T-Mobile US’ Senior Vice President of Broadband Rob Roy, added that there is also a possibility to offer higher prices for premium subscriber tiers, with gamers of course being the prime example. Wi-Fi 7, he said offers a lot for telcos, from congestion reduction for efficiency and latency improvements. “From the carrier perspective, I think that does a couple of things, which we’re really excited about: One, it just enhances the customer experience… [by providing] faster, more reliable home broadband.
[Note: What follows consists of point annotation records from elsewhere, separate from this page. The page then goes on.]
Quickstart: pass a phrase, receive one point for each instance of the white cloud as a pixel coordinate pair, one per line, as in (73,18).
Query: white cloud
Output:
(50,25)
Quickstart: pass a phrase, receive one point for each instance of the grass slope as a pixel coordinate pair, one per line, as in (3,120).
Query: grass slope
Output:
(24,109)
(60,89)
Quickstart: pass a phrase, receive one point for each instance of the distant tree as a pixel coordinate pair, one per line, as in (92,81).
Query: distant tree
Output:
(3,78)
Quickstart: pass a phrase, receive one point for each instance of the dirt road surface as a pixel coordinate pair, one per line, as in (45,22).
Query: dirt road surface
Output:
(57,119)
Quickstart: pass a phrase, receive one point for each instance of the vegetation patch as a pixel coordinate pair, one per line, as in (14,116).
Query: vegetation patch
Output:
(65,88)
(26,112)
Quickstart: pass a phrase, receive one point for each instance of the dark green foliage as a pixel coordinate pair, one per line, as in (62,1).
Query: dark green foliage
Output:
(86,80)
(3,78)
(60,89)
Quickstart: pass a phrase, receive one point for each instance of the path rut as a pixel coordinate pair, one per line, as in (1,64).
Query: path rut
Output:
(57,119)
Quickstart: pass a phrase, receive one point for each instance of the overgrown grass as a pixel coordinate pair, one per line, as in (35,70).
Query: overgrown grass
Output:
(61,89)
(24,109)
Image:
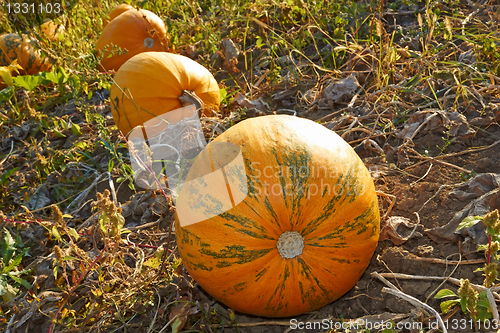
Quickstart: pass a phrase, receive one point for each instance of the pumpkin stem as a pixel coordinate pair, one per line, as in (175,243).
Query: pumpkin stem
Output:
(189,97)
(290,244)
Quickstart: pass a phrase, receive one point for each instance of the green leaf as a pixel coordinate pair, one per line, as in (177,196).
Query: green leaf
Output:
(463,304)
(5,176)
(50,76)
(447,305)
(70,258)
(445,293)
(28,82)
(76,129)
(58,134)
(469,221)
(56,233)
(74,234)
(7,248)
(22,282)
(17,260)
(64,124)
(3,284)
(6,94)
(155,262)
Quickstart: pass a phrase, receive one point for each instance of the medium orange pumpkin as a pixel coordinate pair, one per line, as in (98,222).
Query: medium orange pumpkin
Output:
(26,51)
(302,236)
(136,30)
(150,84)
(120,9)
(51,30)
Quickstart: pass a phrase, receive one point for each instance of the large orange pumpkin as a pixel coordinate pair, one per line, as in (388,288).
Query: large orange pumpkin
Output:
(150,84)
(302,236)
(27,53)
(120,9)
(136,30)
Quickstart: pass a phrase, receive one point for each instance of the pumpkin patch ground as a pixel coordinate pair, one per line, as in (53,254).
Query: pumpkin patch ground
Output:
(411,87)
That can be a differentiator… [Two,] the new offerings… There are potential premium tiers for gamers, for smart home enthusiasts and those types of things… And then just the ability to think about if you go back to those new service offerings, enabling private networks, different slices … for enterprise… we can start to create a hybrid 5G/Wi-Fi 7 ecosystem.”
Roy also shared that from a vendor perspective, the enhanced connectivity that Wi-Fi 7 provides will also create opportunities around new 5G-integrated routers and new IoT devices, which will make room for new use cases that require the low-latency that only edge computing can offer.
Notably, Jeff Heynen, who is Dell’Oro Group’s Vice President of Broadband Access and Home Networking, said that despite China’s unwillingness to adopt the 6 GHz band for unlicensed Wi-Fi use, the country’s operators are actually driving early adoption of Wi-Fi 7. “And that’s because operators there are deploying low-cost units that do not take advantage of the 6 GHz band,” he explained. “However, it is very critical to these operators to be able to market Wi-Fi 7, even if the full capabilities of Wi-fi 7 — as defined in the specifications — aren’t available.”
China Unicom and China Telecom, for example, have both been rapidly switching over to Wi-Fi 7 units with 2×2 MIMO capabilities since last spring.
He added that efforts around improving Fiber to the Room (FTTR) are driving material volumes of W-Fi 7 units in the Chinese market. FTTR extends a Fiber-to-the-Home (FTTH) optical fiber access network to individual rooms within a home or office. As of December 2024, it has been reported that China has 30 million FTTR subscribers. Because Wi-Fi 7 can significantly improve in-home mesh connections between Wi-Fi access points by combining different types of unlicensed spectrum together with multilink operation, users can get faster speeds and lower latency — in every room of their home or office building.
As telcos around the world consider how the latest (and future) generations of Wi-Fi fit into their service offerings, many are receiving support from equipment and software vendors like Nokia, which Jason Welz, the chief revenue officer at Gryphon Connect — a SAAS Platform delivering CyberSecurity and Parental Control applications — said is helping providers stay relevant in a drastically changing landscape by operating at the optical level, the IP core level, the access level and now at the application OSS/BSS level. “They do so by helping service providers understand what is going on in the network from a customer experience and customer service perspective, as well as building out what is essentially an app store,” he said. “This approach addresses a service provider’s bottom line from two directions: first, it reduces their operating costs transactionally but it also drives new revenue opportunities.”